Entrepreneurs who grow a company from the ground up to more than $1 billion in revenue and value are billion-dollar entrepreneurs. Then there are unicorns, those once-in-a-lifetime opportunities that turn into home runs. They’re the pinnacle of the business development process.
Constructing vs. Flipping: The Steps
The following are the stages in the process of flipping a business:
· Creating a Minimum Viable Product (MVP) and figuring out a potential
· Figuring out a method that works with angel money
· Starting a business with a small amount of money is a good way.
· I am considering a strategic sale or an IPO as a means of departure (if the enterprise is successful).
The stages of business development are as follows:
· Trying to think of a different way to go forward.
· Demonstrating the technique’s potential for advancement
· Reverse-VC financing to help management develop
· Without VC, we’re taking off.
· After a successful launch, we are scaling up with or without VC in Silicon Valley.

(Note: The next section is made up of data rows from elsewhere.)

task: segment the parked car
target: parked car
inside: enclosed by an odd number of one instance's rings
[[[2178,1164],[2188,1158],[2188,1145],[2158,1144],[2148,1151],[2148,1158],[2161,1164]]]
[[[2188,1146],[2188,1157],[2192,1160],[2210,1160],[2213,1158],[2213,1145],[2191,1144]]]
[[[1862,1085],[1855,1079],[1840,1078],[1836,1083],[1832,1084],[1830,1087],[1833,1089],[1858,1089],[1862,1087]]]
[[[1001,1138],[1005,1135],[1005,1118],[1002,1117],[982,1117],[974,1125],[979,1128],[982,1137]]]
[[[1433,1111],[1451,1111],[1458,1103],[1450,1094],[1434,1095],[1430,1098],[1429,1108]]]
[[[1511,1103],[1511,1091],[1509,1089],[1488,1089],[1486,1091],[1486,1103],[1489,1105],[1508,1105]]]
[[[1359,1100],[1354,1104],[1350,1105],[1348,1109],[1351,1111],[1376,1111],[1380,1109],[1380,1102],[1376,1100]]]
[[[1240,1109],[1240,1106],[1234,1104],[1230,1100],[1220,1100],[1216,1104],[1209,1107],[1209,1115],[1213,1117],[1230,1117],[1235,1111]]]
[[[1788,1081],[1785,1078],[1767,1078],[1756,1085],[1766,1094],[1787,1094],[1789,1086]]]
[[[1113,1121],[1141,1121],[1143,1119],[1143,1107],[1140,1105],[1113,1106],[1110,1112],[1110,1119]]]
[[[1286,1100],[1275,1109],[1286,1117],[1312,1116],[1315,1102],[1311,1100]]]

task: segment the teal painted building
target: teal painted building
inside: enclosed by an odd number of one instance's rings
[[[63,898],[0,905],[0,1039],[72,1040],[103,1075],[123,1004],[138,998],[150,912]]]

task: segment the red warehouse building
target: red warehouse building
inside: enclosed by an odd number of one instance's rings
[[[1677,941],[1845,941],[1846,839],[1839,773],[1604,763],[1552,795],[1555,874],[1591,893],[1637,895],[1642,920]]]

Which is the most important factor for business owners?
Flipping a business is a good idea because:
· For the 19% of VC-funded enterprises that are profitable but not unicorns. The venture capitalists who backed these companies after Aha must sell them high. As a result, they sell the projects to strategic investors who are willing to pay a high price.
· In Silicon Valley, where VCs invest a slew of promising startups, business flipping is often reserved for companies that can’t or don’t want to go public but still have value.
· Investing in initiatives with a little upside potential that are part of a company’s division
· When a company caters to a certain market sector, particularly in a very competitive industry, the dominating unicorn wishes to buy out possible competitors and avoid future competitors. One of the reasons Facebook bought WhatsApp was because of this.
· For entrepreneurs looking for a speedy return on their investment in developing a skill and progressing it to the point where a business buyer would pay a handsome premium.
The percentages are the problem with business flipping, which are as follows:
· The company will not get venture capital (99,900/100,000) funding.
· With VC (80/100), the business will collapse.
· The entrepreneurs will experience dilution (100/100).
· The entrepreneurs will almost certainly be fired (fine estimates range from 30 to 100 percent).
The goal of business development is to enhance the company to grow and dominate in the long run. The goal is to create a real business that will survive, thrive, and dominate as a stand-alone entity. The entrepreneur takes a king’s ransom if strategic sponsors offer it. They’ll keep growing if you don’t stop them. WhatsApp serves as a good example. Jan Koum and his partner were building a fantastic business. They accepted it when Facebook paid billions.
Building a business is successful because:
· Because VCs don’t support businesses before Aha – they demand evidence of promise – for all ventures before Aha.
· For the 99.98% of startups that do not get VC funding or fail to do so,
· For entrepreneurs that don’t need or desire VC, as well as a monitor peering over their shoulder.
MY OPINION: The exit should be prioritized when it comes to enterprise flipping. The goal of business development is to focus on advancement. Before Aha, 100% of endeavors were healthier, and 99.981% of ventures were healthier. Only a few people can benefit by developing a minimum viable product and then seeking venture financing to expand. Entrepreneurs need the ability to establish a capital-smart strategy for growth potential till take-off and managerial skills dominate once the business is up and running.